Advanced Topics in Liberty

Hayek on Liberty - February(2)

February 1-3, 2008 - Washington, DC 

This conference offers an in-depth look at some of the fundamental ideas of F. A. Hayek. These include Hayek’s discussion of the rule of law and the importance of private property, his discussion of the market as a means of transmitting information and the significance of local knowledge, and his critique of collectivism and central planning.

Discussion Leader

Eric Mack
Tulane University

Eric Mack is Professor of Philosophy at Tulane University where he is also a member of the faculty of the Murphy Institute of Political Economy. He received his B.A. in Philosophy from Union College and his M.A. and Ph.D. in Philosophy from the University of Rochester. He has been a Visiting Fellow in Political Philosophy at Harvard University and a Visiting Research Scholar at the Social Philosophy and Policy Center at Bowling Green State University.

He specializes in social and political philosophy, ethics, and the philosophy of law. He has edited two books, Auberon Herbert's The Right and Wrong of Compulsion by the State and Other Essays and Herbert Spencer's Man versus the State and Other Essays. He has published about 70 articles in scholarly journals and anthologies. These have primarily been on such topics as: the agent-relativity of value, the nature and foundation of moral rights, property rights, economic justice, Lockean provisos, rights and public goods, liberalism and pluralism, justified killing, anarchism, and bad samaritanism. Among his organizational affiliations, he is currently President of the Louisiana Association of Scholars.

Conference Readings

Session I: Central Planning

  • Friedrich Hayek’s “Freedom and the Economic System”

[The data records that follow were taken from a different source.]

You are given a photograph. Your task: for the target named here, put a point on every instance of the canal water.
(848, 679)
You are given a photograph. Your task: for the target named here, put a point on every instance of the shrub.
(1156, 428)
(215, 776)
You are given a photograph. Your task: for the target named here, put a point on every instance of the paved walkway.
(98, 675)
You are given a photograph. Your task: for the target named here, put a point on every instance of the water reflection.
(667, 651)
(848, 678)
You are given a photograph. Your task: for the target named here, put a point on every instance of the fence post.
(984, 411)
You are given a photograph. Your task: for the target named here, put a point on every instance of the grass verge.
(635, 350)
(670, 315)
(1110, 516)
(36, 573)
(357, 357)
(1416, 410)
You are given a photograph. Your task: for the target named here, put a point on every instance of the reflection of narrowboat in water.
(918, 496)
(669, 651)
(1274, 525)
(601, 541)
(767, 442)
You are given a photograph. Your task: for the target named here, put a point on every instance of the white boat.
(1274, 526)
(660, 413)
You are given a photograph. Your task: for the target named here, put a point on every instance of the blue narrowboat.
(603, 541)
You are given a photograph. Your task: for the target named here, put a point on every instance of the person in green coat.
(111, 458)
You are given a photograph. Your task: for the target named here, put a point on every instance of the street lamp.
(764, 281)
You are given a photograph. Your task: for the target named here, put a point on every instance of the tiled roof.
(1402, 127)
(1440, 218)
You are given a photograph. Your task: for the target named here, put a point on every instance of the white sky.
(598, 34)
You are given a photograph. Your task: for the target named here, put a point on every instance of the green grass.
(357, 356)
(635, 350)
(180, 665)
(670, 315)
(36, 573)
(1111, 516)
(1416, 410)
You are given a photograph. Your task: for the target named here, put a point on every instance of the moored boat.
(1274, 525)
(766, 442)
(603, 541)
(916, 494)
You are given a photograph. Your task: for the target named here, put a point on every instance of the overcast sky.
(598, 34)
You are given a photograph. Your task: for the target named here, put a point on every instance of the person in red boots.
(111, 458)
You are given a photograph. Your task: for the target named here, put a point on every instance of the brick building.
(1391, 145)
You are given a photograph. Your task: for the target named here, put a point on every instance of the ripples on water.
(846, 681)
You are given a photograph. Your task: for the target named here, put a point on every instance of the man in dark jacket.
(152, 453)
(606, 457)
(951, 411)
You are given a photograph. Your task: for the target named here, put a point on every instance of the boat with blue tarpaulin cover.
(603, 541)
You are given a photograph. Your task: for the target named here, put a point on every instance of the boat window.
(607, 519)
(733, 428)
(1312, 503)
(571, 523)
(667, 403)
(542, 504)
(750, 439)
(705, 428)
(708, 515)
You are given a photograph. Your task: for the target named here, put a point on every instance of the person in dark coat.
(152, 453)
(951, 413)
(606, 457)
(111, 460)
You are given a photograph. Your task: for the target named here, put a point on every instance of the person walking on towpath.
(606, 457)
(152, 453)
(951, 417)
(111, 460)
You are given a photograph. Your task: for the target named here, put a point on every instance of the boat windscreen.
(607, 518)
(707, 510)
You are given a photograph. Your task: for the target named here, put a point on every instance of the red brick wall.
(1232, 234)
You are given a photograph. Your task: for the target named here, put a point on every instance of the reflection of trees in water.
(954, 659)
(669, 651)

Session II: The Knowledge Problem

  • Friedrich Hayek’s “The Use of Knowledge in Society”
  • Hayek’s “The Pretense of Knowledge” in New Studies in Philosophy, Politics, Economics, and the History of Ideas

Session III: The Constitution of Liberty

  • The Constitution of Liberty, Chapters 1–3

Session IV: Spontaneous Order

  • The Constitution of Liberty, Chapters 4–6

Session V: Coercion, Order, and the Rule of Law

  • The Constitution of Liberty, Chapters 9–11
  • Friedrich Hayek’s “Epilogue: The Three Sources of Human Values” in Law, Legislation, and Liberty

Session VI: Hayek, Classical Liberalism, and Conservatism

  • The Constitution of Liberty, “Postscript: Why I am Not a Conservative.”